Will you redeem a cup of coffee?

7 min readMar 24, 2021

Project Introduction

Starbucks at the corner of the street might be one of the most common but important place in our life. It is possible that any of us has entered in a Starbucks and get a cup of coffee at some time. For some people, this is a must do thing every day. Lots of coffee lovers have been the member of Starbucks and received offers to redeem a cup of coffee or get reward for next time. However, not every offer has been successfully completed. While some people may not interest in becoming a member or receiving an offer, but they still purchase coffee frequently. So, what factors predict if the customer would redeem an offer? In those who purchase coffee without an offer, what factors predict their average transaction? In my Capstone Challenge for Udacity’s Data Scientist Nanodegree, we obtained the simulated data that mimics customer behavior on the Starbucks rewards mobile app. Once every few days, Starbucks sends out an offer to users of the mobile app. An offer can be merely an advertisement for a drink or an actual offer such as a discount or BOGO (buy one get one free). Some users might not receive any offer during certain weeks. Not all users receive the same offer.

Data Description

The current project includes three datasets:

portfolio.json

· id (string) — offer id

· offer_type (string) — type of offer ie BOGO, discount, informational

· difficulty (int) — minimum required spend to complete an offer

· reward (int) — reward given for completing an offer

· duration (int) — time for offer to be open, in days

· channels (list of strings)

profile.json

· age (int) — age of the customer

· became_member_on (int) — date when customer created an app account

· gender (str) — gender of the customer (note some entries contain ‘O’ for other rather than M or F)

· id (str) — customer id

· income (float) — customer’s income

transcript.json

· event (str) — record description (ie transaction, offer received, offer viewed, etc.)

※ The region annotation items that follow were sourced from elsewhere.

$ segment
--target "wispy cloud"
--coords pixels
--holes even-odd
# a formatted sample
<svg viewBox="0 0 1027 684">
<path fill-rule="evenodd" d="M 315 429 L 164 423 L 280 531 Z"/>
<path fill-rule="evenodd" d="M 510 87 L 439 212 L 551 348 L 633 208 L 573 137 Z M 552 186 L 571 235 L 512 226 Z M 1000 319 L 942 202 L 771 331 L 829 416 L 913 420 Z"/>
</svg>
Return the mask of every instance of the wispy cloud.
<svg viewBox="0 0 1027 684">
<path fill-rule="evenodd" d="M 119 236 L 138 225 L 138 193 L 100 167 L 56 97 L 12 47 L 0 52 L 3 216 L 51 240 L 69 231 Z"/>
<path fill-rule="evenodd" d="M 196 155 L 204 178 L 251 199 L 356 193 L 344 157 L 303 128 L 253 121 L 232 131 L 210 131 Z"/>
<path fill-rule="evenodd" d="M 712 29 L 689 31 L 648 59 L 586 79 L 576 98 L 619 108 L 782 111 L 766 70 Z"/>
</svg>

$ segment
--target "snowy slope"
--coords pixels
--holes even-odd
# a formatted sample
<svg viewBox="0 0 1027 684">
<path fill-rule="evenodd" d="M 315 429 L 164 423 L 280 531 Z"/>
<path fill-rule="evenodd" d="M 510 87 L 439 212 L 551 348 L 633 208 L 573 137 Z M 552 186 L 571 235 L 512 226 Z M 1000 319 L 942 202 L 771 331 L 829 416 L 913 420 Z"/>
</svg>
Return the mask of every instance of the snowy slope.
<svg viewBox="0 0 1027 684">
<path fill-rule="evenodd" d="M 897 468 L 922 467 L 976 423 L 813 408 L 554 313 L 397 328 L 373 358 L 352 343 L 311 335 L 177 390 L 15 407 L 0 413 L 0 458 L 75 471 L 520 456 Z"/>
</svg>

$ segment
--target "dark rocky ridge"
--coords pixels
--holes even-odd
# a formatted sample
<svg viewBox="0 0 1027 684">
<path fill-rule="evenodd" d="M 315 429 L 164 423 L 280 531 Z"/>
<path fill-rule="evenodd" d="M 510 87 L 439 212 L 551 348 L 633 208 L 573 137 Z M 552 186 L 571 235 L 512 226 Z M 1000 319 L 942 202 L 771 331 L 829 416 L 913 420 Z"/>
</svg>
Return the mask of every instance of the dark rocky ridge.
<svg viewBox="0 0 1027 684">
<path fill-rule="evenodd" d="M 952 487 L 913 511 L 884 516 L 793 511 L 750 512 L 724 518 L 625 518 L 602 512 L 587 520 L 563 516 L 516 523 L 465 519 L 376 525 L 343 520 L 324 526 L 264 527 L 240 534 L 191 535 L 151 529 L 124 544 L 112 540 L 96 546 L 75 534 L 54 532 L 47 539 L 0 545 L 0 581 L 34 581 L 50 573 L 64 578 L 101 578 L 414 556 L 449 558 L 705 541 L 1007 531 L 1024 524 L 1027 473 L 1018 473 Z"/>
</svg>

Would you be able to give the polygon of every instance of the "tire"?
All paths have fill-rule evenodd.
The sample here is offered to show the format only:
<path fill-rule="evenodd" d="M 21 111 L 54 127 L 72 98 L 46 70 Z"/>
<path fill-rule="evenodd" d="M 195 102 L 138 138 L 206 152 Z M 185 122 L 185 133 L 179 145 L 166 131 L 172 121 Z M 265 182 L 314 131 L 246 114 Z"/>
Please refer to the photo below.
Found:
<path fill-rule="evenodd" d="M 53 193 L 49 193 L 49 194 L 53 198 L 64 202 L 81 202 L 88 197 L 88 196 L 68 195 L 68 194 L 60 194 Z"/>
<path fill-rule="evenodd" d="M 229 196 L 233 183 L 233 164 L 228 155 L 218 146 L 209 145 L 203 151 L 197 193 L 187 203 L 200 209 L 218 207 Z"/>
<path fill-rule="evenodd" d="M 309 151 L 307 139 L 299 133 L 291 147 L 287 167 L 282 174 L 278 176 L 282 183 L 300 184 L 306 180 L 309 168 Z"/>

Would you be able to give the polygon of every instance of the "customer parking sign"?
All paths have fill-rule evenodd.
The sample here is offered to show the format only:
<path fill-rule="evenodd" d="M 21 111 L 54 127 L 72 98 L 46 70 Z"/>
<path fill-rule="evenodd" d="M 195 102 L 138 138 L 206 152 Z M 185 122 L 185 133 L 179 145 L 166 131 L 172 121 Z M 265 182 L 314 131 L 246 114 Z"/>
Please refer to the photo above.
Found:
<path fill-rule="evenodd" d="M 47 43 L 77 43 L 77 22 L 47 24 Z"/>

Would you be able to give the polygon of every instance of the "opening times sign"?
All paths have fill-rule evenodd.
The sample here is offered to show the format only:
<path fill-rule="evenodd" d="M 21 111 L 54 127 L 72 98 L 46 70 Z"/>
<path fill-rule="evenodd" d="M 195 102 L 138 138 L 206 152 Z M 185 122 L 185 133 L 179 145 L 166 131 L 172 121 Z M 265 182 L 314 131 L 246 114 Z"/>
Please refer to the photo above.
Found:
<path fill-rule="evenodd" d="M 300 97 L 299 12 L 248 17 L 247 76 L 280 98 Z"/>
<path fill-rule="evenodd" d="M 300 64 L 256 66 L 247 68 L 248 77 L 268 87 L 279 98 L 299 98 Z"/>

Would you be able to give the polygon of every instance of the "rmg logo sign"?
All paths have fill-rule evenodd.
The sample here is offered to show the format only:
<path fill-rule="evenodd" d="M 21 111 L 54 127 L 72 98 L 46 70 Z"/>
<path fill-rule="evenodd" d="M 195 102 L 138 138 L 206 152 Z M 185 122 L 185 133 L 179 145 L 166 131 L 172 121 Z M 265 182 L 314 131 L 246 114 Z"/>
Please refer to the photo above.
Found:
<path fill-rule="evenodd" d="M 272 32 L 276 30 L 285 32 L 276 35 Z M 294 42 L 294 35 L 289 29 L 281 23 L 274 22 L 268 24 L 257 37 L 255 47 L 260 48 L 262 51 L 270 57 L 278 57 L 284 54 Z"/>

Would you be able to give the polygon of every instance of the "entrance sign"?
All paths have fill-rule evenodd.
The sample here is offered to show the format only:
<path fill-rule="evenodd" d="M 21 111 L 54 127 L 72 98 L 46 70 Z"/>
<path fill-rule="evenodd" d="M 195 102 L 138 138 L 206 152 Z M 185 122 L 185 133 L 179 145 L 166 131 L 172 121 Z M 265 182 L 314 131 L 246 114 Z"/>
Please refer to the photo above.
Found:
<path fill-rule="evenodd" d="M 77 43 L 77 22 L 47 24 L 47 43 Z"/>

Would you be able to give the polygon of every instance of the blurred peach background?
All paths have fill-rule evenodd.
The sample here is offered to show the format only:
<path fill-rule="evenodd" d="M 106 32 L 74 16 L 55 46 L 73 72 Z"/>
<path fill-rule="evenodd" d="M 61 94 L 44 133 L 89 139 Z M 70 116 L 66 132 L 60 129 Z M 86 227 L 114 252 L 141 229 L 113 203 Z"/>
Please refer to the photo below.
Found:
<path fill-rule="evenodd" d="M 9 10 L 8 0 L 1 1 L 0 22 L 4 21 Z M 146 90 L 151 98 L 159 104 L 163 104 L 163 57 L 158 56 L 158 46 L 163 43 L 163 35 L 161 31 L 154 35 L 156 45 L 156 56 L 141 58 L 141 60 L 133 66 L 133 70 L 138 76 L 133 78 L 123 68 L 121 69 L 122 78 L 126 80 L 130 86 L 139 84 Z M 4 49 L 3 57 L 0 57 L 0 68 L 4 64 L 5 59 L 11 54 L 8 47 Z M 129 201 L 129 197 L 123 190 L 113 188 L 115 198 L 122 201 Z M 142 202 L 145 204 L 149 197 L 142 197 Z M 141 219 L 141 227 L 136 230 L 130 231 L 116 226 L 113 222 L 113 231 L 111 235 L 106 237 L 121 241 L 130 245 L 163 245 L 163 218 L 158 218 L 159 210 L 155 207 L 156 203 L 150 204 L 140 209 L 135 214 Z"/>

· person (str) — customer id

· time (int) — time in hours since start of test. The data begins at time t=0

· value — (dict of strings) — either an offer id or transaction amount depending on the record

Project goals and hypothesis

It is true that the current dataset has lots of possibilities, and we can perform various of analyses. While, after reviewing the data, I aim to explore the following three major questions:

Q1. How does the number of new member change along with time?

· My hypothesis is that the member number is increasing every year.

Q2. For those customers who didn’t receive offer but purchase coffee through transaction, which demographic factor predicts their average transaction?

· My hypothesis is the annual income might be the most important predictor.

Q3: For the offers related data, which factors predict whether the offer was eventually successfully completed?

· To be honest, it is hard to have a precise hypothesis on this question, because there are lots of predictors, but I still hypothesize that the given reward and offer type might be the most important ones.

Cleaning and visualizing the data

· Portfolio dataset

Portfolio dataset provides the detailed information of the 10 different offers (i.e., reward, channel, difficulty, duration, offer type, offer id).

This dataset is simple, but I need create the dummy columns for the categorical variables and for the further analysis. The processed data is shown in Figure 1:

Figure 1. screenshot of portfolio dataset

· Profile dataset

The profile dataset provides the detailed information of customers (i.e., age, gender, income, the time became the member, and annual income)

First, I dropped the null values. Next, I did some brief exploratory analysis to visualize the demographic distribution (Figure 2).

Next, I categorize the age and income into different groups for the further analysis:

Finally, I extract of the year from the became_member_on for the further analysis

After cleaning the profile dataset, here I can explore my first question:

Q1. How does the number of new member change along with time (Figure 3)?

Figure 3. The number of new members by year and age

As shown in Figure 3, we can see that from 2013 to 2018, the number of new members is increased across all age groups (Given the data of 2018 was not the full year, so I assumed it is still increased in 2018). Specifically, the member number in the 40–60 years age group is the highest.

· Transcript dataset

This dataset is the most complicated one. To clean this dataset, I mainly crated dummy columns for the offer type and offer values, and refill the Nan variables with 0 for the further analysis (Figure 4).

Merging data

After cleaning the three datasets, it is ready to merge all three datasets together by customer_id and offer_id, and dropping the unuseful columns.

Machine learning analysis

Now, it is ready to investigate the Question 2 & 3.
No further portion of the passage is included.